El gimlet de Marlowe

 

por Alonso Ruvalcaba

El gimlet está a medio camino entre la adoración ciega y la aberración abnegada: hay quien ha escrito tratados sobre él, hay quien lo ha llamado ‘daiquirí que crece torcido’. Su receta es sencilla, incluye únicamente ginebra (a Buñuel, y hay gente a la que le gusta confiar en Buñuel, le gustaba el mareante Plymouth Full Strength) y el jugo de lima concentrado de Rose (los puristas –como se verá abajo– dicen que tiene que ser de esta marca), pero su pedigrí es largo cual cruda de martini. Quiere el folclor que los ingleses inventaran tanto el jugo de Rose como el coctel: que fue un aburrido pero brillante recluta de la Marina Real del Imperio el primero en unir su ración diaria de ginebra, lima y gotas de quinina para hacer más cortas las largas noches de guardia sobre la cubierta resbalosa. Se dice, además, que ese recluta venerable usó la palabra gimlet porque el jugo de lima llegaba a las colonias inglesas del siglo XVIII en contenedores que incluían, también, una pequeña herramienta de ese nombre, parecida a un sacacorchos. (La herramienta está en este texto de 1420: “Then came the good Bachus On hys hede he had a thredebare kendall hood; A gymlot and a fauset thereopon stood”, que tiene a Baco con un gimlet como tocado.)

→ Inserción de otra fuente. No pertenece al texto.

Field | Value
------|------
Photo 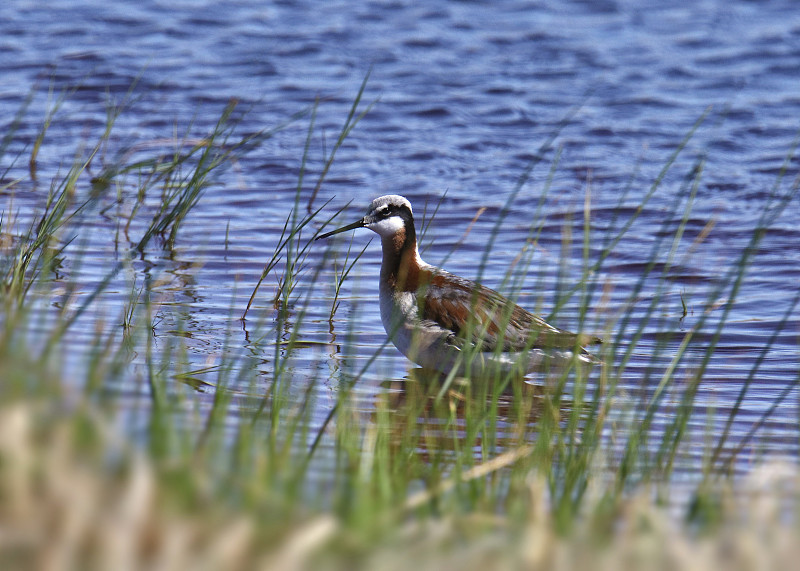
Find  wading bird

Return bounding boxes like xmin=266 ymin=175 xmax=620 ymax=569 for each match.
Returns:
xmin=317 ymin=194 xmax=601 ymax=376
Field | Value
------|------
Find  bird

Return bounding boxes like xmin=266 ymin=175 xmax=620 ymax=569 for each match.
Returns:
xmin=316 ymin=194 xmax=602 ymax=377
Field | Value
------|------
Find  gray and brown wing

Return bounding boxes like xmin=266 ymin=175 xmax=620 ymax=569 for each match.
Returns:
xmin=419 ymin=270 xmax=599 ymax=352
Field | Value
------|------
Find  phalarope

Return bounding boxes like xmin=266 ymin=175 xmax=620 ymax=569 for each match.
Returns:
xmin=317 ymin=194 xmax=601 ymax=375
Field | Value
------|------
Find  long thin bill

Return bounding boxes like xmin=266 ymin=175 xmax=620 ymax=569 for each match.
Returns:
xmin=315 ymin=218 xmax=366 ymax=240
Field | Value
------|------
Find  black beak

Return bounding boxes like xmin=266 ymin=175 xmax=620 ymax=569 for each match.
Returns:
xmin=314 ymin=218 xmax=367 ymax=240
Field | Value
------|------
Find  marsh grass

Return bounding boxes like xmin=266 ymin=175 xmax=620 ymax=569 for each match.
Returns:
xmin=0 ymin=79 xmax=800 ymax=569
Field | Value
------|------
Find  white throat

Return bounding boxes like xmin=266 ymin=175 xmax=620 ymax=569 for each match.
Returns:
xmin=367 ymin=216 xmax=405 ymax=238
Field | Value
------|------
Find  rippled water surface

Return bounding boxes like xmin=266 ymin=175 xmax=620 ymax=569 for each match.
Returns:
xmin=0 ymin=0 xmax=800 ymax=488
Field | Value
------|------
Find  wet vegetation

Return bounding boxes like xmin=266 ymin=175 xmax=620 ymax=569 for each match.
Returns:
xmin=0 ymin=78 xmax=800 ymax=569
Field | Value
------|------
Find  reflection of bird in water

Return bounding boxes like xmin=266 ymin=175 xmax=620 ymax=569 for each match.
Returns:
xmin=317 ymin=194 xmax=601 ymax=376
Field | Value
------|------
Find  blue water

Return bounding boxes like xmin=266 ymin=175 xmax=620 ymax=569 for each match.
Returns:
xmin=0 ymin=0 xmax=800 ymax=488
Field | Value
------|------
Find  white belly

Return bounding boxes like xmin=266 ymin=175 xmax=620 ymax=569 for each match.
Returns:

 foto: Michael Korkuska/flickr

foto: Michael Korkuska/flickr

Otra versión quiere que el palabro provenga de sir T.O. Gimlette, oficial y cirujano que sirvió en la Marina Real entre 1879 y 1917. El Dictionary of Eponyms afirma que el buen doctor creó el gimlet como tónico medicinal –además de servirle para diluir ginebra, que él creía estaba arruinando las neuronas de muchos marinos.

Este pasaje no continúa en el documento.